Jeff Probst

I Want Jeff Probst’s Job!

 

 

Watch out, Jeff, I’m coming for you!

I’ll admit it. I am a Survivor fan, and I have been one since the very first season. In all the seasons it has been on, I have seen all the episodes, save three. I think the game is entertaining, it is “real” (as much as a contrived reality show can be), and I think it makes for great social commentary. But, really, when the show is on all I can really think about is what Jeff is doing.

I mean, really, can anyone have a better job that this guy?
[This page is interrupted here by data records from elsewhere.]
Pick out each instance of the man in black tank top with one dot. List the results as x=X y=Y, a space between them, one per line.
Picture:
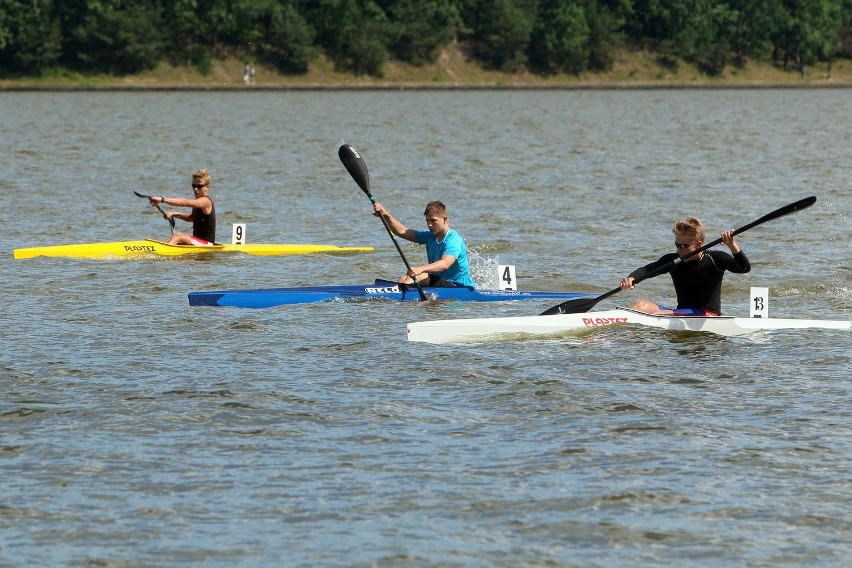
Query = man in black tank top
x=202 y=216
x=698 y=278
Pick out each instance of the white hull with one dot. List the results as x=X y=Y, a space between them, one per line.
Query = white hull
x=483 y=329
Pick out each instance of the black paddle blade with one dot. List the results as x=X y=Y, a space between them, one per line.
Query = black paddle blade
x=354 y=164
x=786 y=210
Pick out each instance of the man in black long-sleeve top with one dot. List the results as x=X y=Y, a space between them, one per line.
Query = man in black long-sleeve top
x=698 y=278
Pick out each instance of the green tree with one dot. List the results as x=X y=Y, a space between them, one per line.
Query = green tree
x=30 y=37
x=420 y=29
x=502 y=30
x=287 y=41
x=114 y=36
x=353 y=33
x=560 y=38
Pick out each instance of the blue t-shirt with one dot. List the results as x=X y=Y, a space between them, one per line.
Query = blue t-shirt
x=453 y=245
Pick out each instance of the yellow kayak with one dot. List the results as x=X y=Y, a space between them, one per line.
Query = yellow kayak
x=151 y=247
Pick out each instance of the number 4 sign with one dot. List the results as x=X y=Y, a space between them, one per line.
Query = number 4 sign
x=506 y=276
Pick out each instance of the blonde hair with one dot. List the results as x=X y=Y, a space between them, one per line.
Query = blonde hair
x=201 y=177
x=691 y=228
x=435 y=208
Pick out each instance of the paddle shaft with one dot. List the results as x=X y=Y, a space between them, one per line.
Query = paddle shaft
x=160 y=209
x=579 y=306
x=354 y=164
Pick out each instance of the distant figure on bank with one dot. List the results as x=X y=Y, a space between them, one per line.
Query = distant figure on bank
x=202 y=216
x=698 y=278
x=446 y=252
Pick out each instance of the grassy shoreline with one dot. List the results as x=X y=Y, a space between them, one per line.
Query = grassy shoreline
x=452 y=70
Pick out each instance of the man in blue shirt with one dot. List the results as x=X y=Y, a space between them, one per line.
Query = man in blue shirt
x=446 y=252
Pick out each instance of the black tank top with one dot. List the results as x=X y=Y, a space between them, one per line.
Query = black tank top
x=204 y=226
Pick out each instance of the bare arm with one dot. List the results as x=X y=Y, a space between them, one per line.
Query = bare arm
x=204 y=203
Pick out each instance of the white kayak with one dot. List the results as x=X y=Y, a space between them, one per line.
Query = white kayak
x=484 y=329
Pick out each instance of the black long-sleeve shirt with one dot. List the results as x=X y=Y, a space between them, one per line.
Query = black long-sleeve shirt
x=698 y=283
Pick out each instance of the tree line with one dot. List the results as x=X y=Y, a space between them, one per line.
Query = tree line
x=545 y=36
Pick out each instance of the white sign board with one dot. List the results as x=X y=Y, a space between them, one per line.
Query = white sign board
x=759 y=303
x=506 y=277
x=238 y=236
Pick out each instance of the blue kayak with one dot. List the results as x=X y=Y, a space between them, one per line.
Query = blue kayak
x=380 y=289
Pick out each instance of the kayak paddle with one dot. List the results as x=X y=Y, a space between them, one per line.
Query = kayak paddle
x=157 y=205
x=356 y=167
x=584 y=305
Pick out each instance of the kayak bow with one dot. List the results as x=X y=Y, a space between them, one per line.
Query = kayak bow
x=152 y=248
x=380 y=289
x=484 y=329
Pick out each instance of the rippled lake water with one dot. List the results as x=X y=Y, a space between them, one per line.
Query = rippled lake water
x=137 y=431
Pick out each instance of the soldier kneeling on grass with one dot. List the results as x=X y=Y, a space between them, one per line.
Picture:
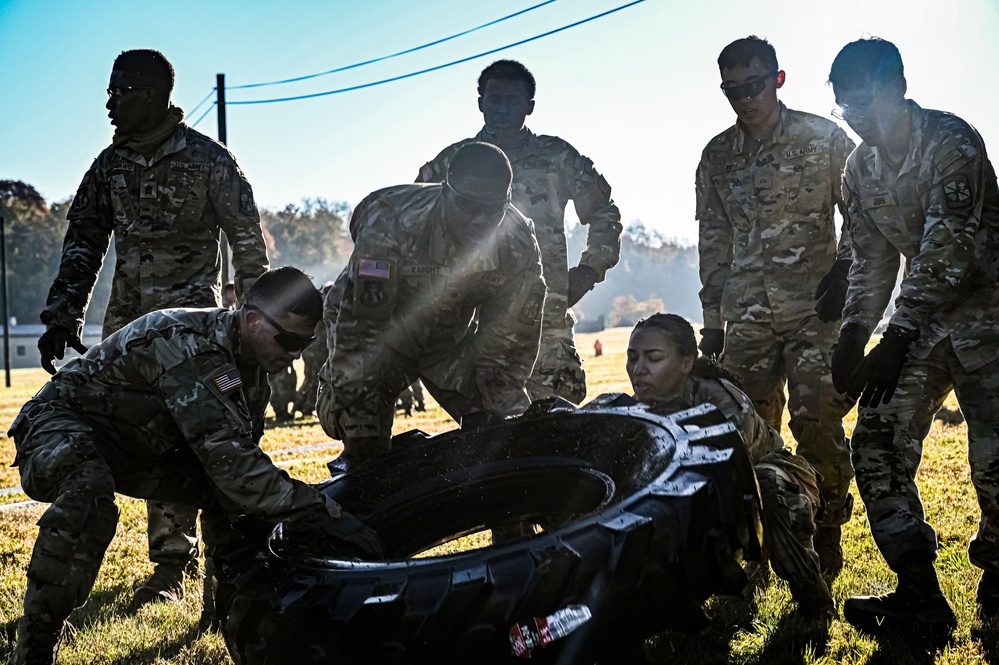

  1. He gets to visit exotic and cool places all over the world.
  2. He gets to travel on a vast array of vehicles and in different modes of transportation.
  3. He can get a tan.
  4. He get a really cool wardrobe of outdoor clothing.
  5. He spends his time lounging around “resort like” settings when he isn’t hosting challenges or getting people voted out of the tribe.
  6. He get so wear SHORTS as much as he wants! (that has to be one of the greatest bonuses ever!)
  7. He gets to interview and stir up problems between contestants.
  8. He eats well while on location.
  9. He sleeps well while on location because he has all the comforts of home while the contestants suffer.
  10. He gets sand, sun, surf, and beer (I am sure).

I’m just guessing here. I don’t know what his job really entails but I can imagine and I imagine that I would like it.

So, Jeff, if you ever need a replacement and you happen to run across this blog post, I am available. Yes, I already have a job but I could give it up if you called! I’ll be waiting by the phone…CALL ME!